En la actualidad, la titularidad de la Secretaría General recae en António Guterres, cuyo mandato concluye el 31 de diciembre de 2026. Ante este escenario temporal, se han iniciado los debates respecto a la sucesión en dicha responsabilidad y sobre las competencias profesionales requeridas para hacer frente a los desafíos del cargo, especialmente en una coyuntura de escepticismo, desconfianza y cuestionamiento hacia la efectividad del sistema multilateral.


En respuesta a ello, el perfil profesional de un internacionalista resulta idóneo para la ocupación de este cargo. El internacionalista posee conocimientos que encajan completamente con las exigencias de esta labor. La formación en Relaciones Internacionales, ofrece un enfoque eminentemente multidisciplinario –imprescindible para la complejidad de las responsabilidades ha adquirir– abarcando áreas fundamentales como el Derecho Internacional Público, el cual no se limita al conocimiento normativo de la Carta de las Naciones Unidas, sino que comprende la arquitectura de la legislación internacional mediante la interpretación y aplicación de los tratados.


Asimismo, el análisis sistémico de las relaciones internacionales, caracterizadas por una marcada interdependencia, constituye una herramienta analítica esencial que permite examinar de forma continua la dinámica global, el equilibrio de poder regional e internacional y las motivaciones geopolíticas y socioeconómicas subyacentes a la conducta de los Estados. Estas aptitudes son propias del ejercicio profesional, pero cobran una relevancia estratégica al momento de ejercer la diplomacia preventiva o advertir oportunamente sobre situaciones que, en su opinión, pudiese afectar la paz y la seguridad del Continente o el desarrollo de los Estados Miembros distinguiendo este perfil del de otras disciplinas.

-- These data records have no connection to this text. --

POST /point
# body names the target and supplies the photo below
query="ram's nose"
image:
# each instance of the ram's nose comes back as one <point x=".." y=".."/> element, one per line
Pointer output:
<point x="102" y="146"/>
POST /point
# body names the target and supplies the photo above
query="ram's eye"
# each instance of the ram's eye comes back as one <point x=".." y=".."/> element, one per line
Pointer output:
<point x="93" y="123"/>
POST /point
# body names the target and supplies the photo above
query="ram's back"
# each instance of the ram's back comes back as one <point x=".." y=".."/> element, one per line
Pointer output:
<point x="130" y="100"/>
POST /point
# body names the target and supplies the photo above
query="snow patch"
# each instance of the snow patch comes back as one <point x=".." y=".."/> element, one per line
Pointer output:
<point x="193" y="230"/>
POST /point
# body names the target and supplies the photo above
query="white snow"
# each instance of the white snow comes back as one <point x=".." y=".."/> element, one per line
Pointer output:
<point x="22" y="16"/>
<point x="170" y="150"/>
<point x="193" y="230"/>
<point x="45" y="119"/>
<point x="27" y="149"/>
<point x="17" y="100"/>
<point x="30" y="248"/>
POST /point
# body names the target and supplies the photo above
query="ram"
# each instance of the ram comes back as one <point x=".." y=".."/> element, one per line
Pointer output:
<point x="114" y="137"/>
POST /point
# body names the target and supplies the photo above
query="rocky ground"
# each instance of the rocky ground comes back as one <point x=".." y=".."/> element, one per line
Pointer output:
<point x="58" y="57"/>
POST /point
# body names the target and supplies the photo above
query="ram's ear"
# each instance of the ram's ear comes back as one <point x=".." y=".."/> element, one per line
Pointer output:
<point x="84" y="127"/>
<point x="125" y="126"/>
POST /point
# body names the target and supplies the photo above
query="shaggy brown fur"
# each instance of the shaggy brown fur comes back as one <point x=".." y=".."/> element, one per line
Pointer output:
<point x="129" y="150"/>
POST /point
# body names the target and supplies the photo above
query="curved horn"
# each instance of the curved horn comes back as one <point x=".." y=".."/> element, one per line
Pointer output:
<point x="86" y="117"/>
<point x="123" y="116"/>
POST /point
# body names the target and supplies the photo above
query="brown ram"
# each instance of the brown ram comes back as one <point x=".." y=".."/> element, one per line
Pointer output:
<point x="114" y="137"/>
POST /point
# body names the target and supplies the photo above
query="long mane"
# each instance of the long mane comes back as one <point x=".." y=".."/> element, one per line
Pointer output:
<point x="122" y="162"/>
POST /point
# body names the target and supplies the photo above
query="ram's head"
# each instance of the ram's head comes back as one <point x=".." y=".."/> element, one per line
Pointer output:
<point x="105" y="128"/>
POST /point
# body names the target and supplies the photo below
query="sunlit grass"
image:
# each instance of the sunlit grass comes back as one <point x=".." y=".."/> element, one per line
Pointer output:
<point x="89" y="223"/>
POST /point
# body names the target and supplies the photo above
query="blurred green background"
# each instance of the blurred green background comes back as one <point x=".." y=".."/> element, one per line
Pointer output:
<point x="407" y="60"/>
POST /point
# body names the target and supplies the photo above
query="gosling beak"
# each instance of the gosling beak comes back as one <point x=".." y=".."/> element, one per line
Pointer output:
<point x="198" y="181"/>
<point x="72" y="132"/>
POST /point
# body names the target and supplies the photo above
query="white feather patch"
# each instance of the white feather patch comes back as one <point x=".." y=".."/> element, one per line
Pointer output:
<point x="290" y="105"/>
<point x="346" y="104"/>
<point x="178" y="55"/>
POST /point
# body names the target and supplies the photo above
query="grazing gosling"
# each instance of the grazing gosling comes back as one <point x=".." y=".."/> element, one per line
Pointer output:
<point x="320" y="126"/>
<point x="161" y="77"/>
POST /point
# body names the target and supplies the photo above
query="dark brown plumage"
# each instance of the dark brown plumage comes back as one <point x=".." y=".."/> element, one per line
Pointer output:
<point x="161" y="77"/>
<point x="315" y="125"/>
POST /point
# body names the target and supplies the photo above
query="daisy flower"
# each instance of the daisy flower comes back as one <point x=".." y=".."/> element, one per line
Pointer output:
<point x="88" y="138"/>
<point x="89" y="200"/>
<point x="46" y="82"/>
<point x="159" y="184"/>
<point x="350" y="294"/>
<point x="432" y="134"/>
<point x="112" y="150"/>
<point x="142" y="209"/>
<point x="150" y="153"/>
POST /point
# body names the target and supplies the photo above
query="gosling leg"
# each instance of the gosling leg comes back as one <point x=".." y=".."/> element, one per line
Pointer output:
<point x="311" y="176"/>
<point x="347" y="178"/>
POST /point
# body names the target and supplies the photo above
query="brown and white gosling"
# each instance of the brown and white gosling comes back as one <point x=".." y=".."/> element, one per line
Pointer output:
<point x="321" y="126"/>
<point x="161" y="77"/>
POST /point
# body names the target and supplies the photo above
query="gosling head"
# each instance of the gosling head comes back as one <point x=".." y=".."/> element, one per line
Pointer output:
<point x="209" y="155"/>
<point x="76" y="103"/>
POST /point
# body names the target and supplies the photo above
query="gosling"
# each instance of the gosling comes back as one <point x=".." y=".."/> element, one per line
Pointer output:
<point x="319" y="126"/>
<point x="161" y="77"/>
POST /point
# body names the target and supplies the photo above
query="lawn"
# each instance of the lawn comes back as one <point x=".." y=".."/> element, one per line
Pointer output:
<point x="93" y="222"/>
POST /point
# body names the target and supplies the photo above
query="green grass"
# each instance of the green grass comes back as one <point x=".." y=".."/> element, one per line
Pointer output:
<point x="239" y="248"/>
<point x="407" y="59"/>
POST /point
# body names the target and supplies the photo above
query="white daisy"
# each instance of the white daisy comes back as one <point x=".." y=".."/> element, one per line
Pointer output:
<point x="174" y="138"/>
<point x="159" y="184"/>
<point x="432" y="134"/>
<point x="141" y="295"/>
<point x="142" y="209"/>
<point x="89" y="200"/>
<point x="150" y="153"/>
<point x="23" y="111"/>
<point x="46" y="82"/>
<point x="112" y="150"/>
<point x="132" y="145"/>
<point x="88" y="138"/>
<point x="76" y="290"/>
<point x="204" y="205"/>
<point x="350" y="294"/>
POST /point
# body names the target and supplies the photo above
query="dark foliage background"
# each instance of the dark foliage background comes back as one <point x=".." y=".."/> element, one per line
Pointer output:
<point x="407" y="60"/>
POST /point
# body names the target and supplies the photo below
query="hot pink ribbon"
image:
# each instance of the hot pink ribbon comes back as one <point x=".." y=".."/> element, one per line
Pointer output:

En este mismo orden de ideas, el dominio de la negociación y la mediación diplomática le permite ejercer con eficacia la facultad de sus "buenos oficios", facilitando el diálogo directo entre Estados en conflicto. Todo ello se lleva a cabo sin comprometer la neutralidad inherente al funcionario internacional y promoviendo soluciones pacíficas orientadas al bien común. Estas capacidades, en conjunto con una técnica negociadora de alto nivel, le permiten identificar la oportunidad para la negociación y celebración de los acuerdos que determinen las relaciones que deben existir entre la Organización y cada Organismo Especializado Interamericano garantizando que dichos instrumentos sirvan como puente para el cumplimiento de los propósitos de la ONU.


Finalmente, resulta imprescindible comprender que en el contexto actual —donde se cuestiona la eficacia de las resoluciones de la ONU y se atraviesa una crisis de legitimidad derivada del resurgimiento de posturas unilaterales, el interés nacional y la polarización política—, que arremete contra el paradigma idealista que sustenta a la Organización, la gestión de un internacionalista trasciende de la mera administración burocrática de la Secretaría. Su función se proyecta como una figura imparcial con peso en la opinión pública y capacidad de persuasión sobre la voluntad política orientada a dirigir esfuerzos hacia la atención de emergencias humanitarias. El constante ejercicio del análisis deconstruido de sesgos ideológicos y sensible a las asimetrías de poder, le otorgan al internacionalista la capacidad de maximizar las fortalezas de la institución como un actor vigente y central para la preservación del equilibrio y el orden internacional.